Review by Red Bonney
This was a fun little read. I'm not sure how much of it I missed because it was actually in a Readers Digest condensed book with three others that I probably won't get to or even think about ever again (one of them was a memoir of Bob Dole and I have to say how just the thought of reading that makes me sleepy.) Anyway, whatever it was that was cut out, it didn't seem integral to the main theme of the story.
It begins with Samantha Sweeting, a high powered big City Lawyer trying to "relax" at a day spa, though she's hidden her cell phone and her blackberry under her robe, unbeknownst to her masseur ... until she tries to send a clandestine e-mail. This does not open Samantha's eyes to the fact that she may be spending too much time working, though it does give the reader a bit of insight into the mental processes of our heroine. She's a hopeless workaholic.
Then, through a twist of fate, and on the very day she's about to make partner at a very powerful and prestigious law firm, she is thrown into a tailspin and finds herself miles away from the City and in a small country village where she unwittingly takes a job as a housekeeper. Earlier in the book, it had been proven that Samantha couldn't sew a button on a shirt. Shameful. I had to keep laughing at her thought processes, it almost seemed that she had always lived outside the real world and this was her first trip into it. Her employers also seem a little blind to her ineptitude. Only Nathaniel sees her for what she really is.
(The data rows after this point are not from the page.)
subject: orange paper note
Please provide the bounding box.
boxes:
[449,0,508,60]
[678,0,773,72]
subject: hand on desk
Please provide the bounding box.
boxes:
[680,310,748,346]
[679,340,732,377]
The romantic sub-plot, really more than a sub-plot (maybe this is what I missed by reading the condensed version), added to the hilarity, because everyone acts foolish when they first meet someone they're going to fall in love with later. I actually think this story is a morality tale on the dangers of lying and then exaggerating those lies later on when you're too afraid to tell the truth. The truth come will out, and it has the potential to explode in your face. Or throw a cream pie in your face if you're reading comedy.
It's a sweet story, and I say 'sweet' with it's old-fashioned meaning, as in light and slightly honeyed, but I felt the end came too soon. Again, the condensed book syndrome. Then again, it may be the sign of a good book if you don't want it to end. It's the books you can't wait for the end to come that you might want to shelve in an out of the way box in the basement, or sell to your local used bookstore, or release into the wild.
In case I haven't made it clear, I did like this book, and recommend it. I'm quite discerning with the books I rave about, and I don't think I'm raving here. It's a nice light read ... read it with a coffee crisp and you'll be floating home.